Beginning on the first page of the Mueller report’s introduction summarizing its findings on Russian meddling and on allegations that Trump and his associates had illegally conspired with the Kremlin, Mueller’s team stated: “The Russian government interfered in the 2016 presidential election in sweeping and systematic fashion … The investigation also identified numerous links between the Russian government and the Trump Campaign. Although the investigation established that the Russian government perceived it would benefit from a Trump presidency and worked to secure that outcome, and that the Campaign expected it would benefit electorally from information stolen and released through Russian efforts, the investigation did not establish that members of the Trump Campaign conspired or coordinated with the Russian government in its election interference activities.”

Barr’s letter included a footnote, where the attorney general wrote that “in assessing potential conspiracy charges, the Special Counsel also considered whether members of the Trump campaign ‘coordinated’ with Russian election interference activities” and that Mueller defined “coordination” as an “agreement — tacit or express — between the Trump Campaign and the Russian government on election interference.”

“Like collusion, ‘coordination’ does not have a settled definition in federal criminal law,” the Mueller report noted. “We understood coordination to require an agreement — tacit or express — between the Trump Campaign and the Russian government on election interference. That requires more than the two parties taking actions that were informed by or responsive to the other’s actions or interests. We applied the term coordination in that sense when stating in the report that the investigation did not establish that the Trump Campaign coordinated with the Russian government in its election interference activities … In evaluating whether evidence about collective action of multiple individuals constituted a crime, we applied the framework of conspiracy law, not the concept of collusion.”

Mueller’s team added: “In sum, the investigation established multiple links between Trump Campaign officials and individuals tied to the Russian government. Those links included Russian offers of assistance to the Campaign. In some instances, the Campaign was receptive to the offer, while in other instances the Campaign officials shied away. Ultimately, the investigation did not establish that the Campaign coordinated or conspired with the Russian government in its election-interference activities.”

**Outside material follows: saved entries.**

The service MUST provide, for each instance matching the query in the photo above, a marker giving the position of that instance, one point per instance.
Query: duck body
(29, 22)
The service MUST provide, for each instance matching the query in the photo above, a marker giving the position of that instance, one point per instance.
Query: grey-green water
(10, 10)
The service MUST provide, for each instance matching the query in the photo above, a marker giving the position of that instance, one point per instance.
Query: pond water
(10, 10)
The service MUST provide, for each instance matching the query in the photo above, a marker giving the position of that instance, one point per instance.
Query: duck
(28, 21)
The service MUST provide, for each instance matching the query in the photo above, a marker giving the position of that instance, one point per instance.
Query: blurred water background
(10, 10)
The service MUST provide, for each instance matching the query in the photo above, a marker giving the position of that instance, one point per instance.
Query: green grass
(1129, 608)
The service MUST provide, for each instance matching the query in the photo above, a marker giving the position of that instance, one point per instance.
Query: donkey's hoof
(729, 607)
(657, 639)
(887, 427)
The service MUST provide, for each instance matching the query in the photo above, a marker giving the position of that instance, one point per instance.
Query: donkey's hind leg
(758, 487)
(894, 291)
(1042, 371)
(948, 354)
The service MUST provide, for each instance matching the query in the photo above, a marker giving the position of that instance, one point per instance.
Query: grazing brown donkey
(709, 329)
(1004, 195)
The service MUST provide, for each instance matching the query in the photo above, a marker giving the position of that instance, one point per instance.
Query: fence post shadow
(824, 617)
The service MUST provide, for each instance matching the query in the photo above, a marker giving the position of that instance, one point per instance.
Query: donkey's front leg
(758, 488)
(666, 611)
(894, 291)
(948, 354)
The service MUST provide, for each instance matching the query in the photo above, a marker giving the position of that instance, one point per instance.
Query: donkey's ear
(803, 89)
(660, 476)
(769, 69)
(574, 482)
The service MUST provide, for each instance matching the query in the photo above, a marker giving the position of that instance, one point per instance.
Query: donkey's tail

This is not the first time that Weissmann has misled people about the Mueller report. Back in August, the Washington Examiner reported that Weissmann mischaracterized Mueller’s testimony related to whether Trump had been truthful in his written questions to the special counsel’s office. And Weissmann’s criticisms that the Mueller team should’ve done more prompted a rare public statement from Mueller, who said Weissmann’s critiques were based on “incomplete information” and that the special counsel made his determinations “without any interest in currying favor or fear of the consequences.”

FBI Special Agent William Barnett, one of the lead investigators on the inquiry into retired Lt. Gen. Michael Flynn, jokingly referred to the Trump-Russia investigation as “Collusion Clue” and argued that many investigators, including some on Mueller’s team like Weissmann, were out to “get Trump.” Republican Senate Judiciary Committee Chairman Lindsey Graham has floated bringing in Weissmann to testify.

Weissmann, fired FBI Special Agent Peter Strzok, the Mueller report, and Mueller’s testimony all discredited a recent New York Times story relied upon by Democratic House Intelligence Committee Chairman Adam Schiff in his call last week for inspectors general from the Justice Department and intelligence community to investigate issues related to the counterintelligence inquiry of Trump by Mueller and the FBI.

U.S. Attorney John Durham is conducting an investigation into the origins and conduct of the Trump-Russia investigation.